The Governor was confident the cost of living, including food prices, is on the wane. Broad money growth moderated to 16.2% in February from 16.8% in January, but net credit growth increased substantially by Rs. 77.2 billion during the first two months of 2018. The increase in 2017 was Rs. 196.4 billion. Private sector credit growth decelerated to 14.6% year on year in February 2018 from 15.2% in January 2018 and 14.7% in December 2017.
Credit to public corporations, which declined by Rs. 7.5 billion in January 2018, increased by Rs. 17.1 billion in February 2018, mainly driven by requirements of the Ceylon Electricity Board (CEB). Given this credit increase, the Governor opined it was better for the Government to move to a fuel pricing formula promptly, as it was already baked into inflation projections and would therefore have limited impact. Implementing a fuel price formula in March was announced last year as part of the International Monetary Fund (IMF) Extended Fund Facility, but the deadline was missed as political instability struck in the wake of Local Government election results. A similar price transfer of electricity has been set for September, but it is unclear whether the Government will meet it.
“The pricing formula should really come in, because this is the time to do it. All the other factors related to inflation are favourable: even food-related inflation is coming down. It’s a political decision that has to be made, but in my view the earlier the better and it is a politically astute time to do it now, because even with the introduction of the pricing formula, inflation will remain within 4%-6% and the expectation is that oil prices may ease going forward. So all that argues for doing this earlier rather than later, and it is important for budgetary requirements.”
Governor Coomaraswamy said Sri Lanka’s potential growth had been estimated at 5.7% and last year’s growth was only 3.1%, increasing the ‘output gap’ to 2.6%. The Governor noted several organisations, including the World Bank and IMF, had also expected growth to be clustered around the 4% mark last year, but final numbers were lower than expected because the Census and Statistics Department had revised numbers of the first three quarters of 2017 as well. Given the unexpectedly low performance of 2017, the initial growth target of 5% or 5.5% announced in January was also reined in.
“It is difficult to see us getting beyond 5%. Given 2017 growth clearly one would need to recalibrate, taking that into account. I would stick my neck out and say 5% or a shade under. This is a notoriously dangerous thing to do.”

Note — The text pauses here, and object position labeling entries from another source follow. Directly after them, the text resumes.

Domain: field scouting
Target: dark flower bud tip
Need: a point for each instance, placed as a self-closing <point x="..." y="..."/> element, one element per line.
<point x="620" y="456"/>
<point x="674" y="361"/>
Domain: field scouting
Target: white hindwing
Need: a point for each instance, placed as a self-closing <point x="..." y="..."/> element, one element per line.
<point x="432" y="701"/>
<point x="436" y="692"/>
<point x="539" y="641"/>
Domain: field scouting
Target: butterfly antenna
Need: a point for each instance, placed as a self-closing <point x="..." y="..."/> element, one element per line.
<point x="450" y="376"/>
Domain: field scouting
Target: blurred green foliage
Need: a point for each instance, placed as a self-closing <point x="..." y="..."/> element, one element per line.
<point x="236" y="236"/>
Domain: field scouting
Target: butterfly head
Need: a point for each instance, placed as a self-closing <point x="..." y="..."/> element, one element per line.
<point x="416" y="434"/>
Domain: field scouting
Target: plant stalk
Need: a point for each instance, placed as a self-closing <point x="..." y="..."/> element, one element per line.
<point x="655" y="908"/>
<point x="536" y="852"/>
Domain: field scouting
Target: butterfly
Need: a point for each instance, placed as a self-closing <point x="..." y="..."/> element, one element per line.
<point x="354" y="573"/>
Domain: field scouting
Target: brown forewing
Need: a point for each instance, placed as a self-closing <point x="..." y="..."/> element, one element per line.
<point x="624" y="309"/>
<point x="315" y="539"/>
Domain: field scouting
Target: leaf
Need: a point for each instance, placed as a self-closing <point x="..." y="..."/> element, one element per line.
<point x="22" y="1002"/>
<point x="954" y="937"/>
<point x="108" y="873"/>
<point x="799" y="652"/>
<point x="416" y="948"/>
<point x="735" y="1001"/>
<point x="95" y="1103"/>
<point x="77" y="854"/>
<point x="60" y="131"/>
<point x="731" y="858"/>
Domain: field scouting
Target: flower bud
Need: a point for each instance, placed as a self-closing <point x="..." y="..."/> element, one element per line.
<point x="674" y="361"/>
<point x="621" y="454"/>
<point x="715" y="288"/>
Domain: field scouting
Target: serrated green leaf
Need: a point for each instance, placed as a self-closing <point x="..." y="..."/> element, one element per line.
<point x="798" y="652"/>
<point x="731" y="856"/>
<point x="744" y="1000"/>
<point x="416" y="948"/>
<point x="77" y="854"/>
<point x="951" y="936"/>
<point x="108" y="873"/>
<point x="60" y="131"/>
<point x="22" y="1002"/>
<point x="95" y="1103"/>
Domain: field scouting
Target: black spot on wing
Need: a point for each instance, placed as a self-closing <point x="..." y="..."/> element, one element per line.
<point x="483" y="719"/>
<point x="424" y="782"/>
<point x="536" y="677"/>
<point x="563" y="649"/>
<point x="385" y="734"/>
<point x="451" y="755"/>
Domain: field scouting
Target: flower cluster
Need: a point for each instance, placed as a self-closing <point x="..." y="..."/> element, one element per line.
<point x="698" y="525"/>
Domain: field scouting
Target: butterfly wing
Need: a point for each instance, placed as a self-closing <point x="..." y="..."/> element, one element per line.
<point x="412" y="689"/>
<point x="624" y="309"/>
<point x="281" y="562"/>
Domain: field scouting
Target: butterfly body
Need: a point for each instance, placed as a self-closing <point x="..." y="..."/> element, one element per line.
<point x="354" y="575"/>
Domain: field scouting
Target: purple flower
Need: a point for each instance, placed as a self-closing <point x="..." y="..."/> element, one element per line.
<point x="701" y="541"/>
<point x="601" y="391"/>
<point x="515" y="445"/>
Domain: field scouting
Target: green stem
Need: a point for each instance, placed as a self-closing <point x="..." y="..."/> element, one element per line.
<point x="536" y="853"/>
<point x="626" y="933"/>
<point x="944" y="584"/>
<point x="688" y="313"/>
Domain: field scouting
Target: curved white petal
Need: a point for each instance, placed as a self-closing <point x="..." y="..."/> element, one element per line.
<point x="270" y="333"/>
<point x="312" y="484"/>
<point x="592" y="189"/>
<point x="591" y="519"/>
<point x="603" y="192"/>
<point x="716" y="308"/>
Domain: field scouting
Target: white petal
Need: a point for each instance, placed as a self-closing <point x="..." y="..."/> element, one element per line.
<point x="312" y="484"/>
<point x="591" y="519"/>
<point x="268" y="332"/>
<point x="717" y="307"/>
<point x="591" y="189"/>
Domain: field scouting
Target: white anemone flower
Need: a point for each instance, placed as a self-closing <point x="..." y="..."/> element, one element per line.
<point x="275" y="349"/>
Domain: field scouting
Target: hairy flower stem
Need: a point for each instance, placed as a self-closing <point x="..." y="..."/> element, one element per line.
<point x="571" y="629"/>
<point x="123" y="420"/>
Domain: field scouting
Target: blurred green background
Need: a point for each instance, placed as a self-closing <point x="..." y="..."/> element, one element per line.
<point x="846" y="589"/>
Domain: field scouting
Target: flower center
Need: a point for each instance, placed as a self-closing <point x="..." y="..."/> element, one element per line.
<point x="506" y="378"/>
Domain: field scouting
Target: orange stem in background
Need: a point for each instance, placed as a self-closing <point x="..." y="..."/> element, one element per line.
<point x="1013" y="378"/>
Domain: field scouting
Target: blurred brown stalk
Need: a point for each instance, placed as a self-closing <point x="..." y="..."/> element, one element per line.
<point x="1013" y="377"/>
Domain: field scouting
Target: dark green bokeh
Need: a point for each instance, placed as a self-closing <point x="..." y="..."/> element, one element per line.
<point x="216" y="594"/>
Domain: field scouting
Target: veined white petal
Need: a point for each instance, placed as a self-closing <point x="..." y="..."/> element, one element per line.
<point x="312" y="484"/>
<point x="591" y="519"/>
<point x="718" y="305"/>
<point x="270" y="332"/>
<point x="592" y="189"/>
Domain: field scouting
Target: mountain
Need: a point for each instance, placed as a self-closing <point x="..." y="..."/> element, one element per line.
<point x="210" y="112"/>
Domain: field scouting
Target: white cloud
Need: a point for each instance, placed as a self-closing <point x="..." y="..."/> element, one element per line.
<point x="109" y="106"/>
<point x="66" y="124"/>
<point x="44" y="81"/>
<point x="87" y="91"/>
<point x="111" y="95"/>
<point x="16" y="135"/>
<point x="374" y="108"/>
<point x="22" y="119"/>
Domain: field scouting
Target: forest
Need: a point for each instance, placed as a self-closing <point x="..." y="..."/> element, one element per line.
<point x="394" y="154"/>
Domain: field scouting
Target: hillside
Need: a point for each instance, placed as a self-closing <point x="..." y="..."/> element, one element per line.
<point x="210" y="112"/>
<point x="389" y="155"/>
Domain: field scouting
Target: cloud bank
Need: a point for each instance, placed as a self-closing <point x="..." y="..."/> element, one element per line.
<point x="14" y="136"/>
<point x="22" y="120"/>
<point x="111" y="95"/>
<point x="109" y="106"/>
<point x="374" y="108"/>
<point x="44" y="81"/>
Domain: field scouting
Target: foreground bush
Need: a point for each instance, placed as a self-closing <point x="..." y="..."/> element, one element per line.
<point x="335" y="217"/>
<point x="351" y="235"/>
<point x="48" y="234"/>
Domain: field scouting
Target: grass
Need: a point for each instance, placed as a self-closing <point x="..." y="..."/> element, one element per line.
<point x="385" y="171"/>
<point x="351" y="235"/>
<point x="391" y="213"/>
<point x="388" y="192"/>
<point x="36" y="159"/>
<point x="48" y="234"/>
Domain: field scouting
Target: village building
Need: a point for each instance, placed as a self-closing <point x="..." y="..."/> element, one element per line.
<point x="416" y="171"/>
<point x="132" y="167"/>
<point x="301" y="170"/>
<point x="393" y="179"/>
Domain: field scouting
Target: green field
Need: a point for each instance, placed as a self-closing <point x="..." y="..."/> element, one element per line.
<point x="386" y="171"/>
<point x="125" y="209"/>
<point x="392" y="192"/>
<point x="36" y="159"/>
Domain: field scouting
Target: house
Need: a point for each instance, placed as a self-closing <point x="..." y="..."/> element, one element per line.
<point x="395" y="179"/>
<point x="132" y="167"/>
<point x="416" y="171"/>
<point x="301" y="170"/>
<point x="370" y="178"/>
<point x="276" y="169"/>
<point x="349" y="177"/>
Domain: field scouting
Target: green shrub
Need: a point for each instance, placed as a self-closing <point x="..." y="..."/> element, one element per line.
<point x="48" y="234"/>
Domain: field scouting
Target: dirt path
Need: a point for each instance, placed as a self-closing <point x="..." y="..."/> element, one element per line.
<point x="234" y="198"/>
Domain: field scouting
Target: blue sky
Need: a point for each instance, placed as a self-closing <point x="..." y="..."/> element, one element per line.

However he was optimistic that the Government would be able to maintain its fiscal trajectory till at least end June. The Governor reiterated his appeal to maintain fiscal policy discipline, despite the political incentive to pump excess demand into the system. “It would be a grave mistake,” he cautioned. “That is clearly one area where we would need to be very vigilant. If there is any significant slippage then that changes the whole equation.”
The Central Bank would closely monitor external vulnerabilities, including rising US Federal Reserve interest rates, and oil prices. Improving macroeconomic fundamentals should be buttressed by political stability, the Governor acknowledged, when questioned on the No-Confidence motion yesterday.
“It goes without saying that prolonged political instability will have significant impact on economic performance. To be fair, we’ve essentially had only a few weeks of instability. The important thing now is to have some kind of stable outcome where Government will work effectively. That is the most important thing. Politics can go on, but the Government must function effectively, and the framework must exist for the Government to deliver its basic services, to formulate policy, to deliver its development programs effectively. That’s what is most important.”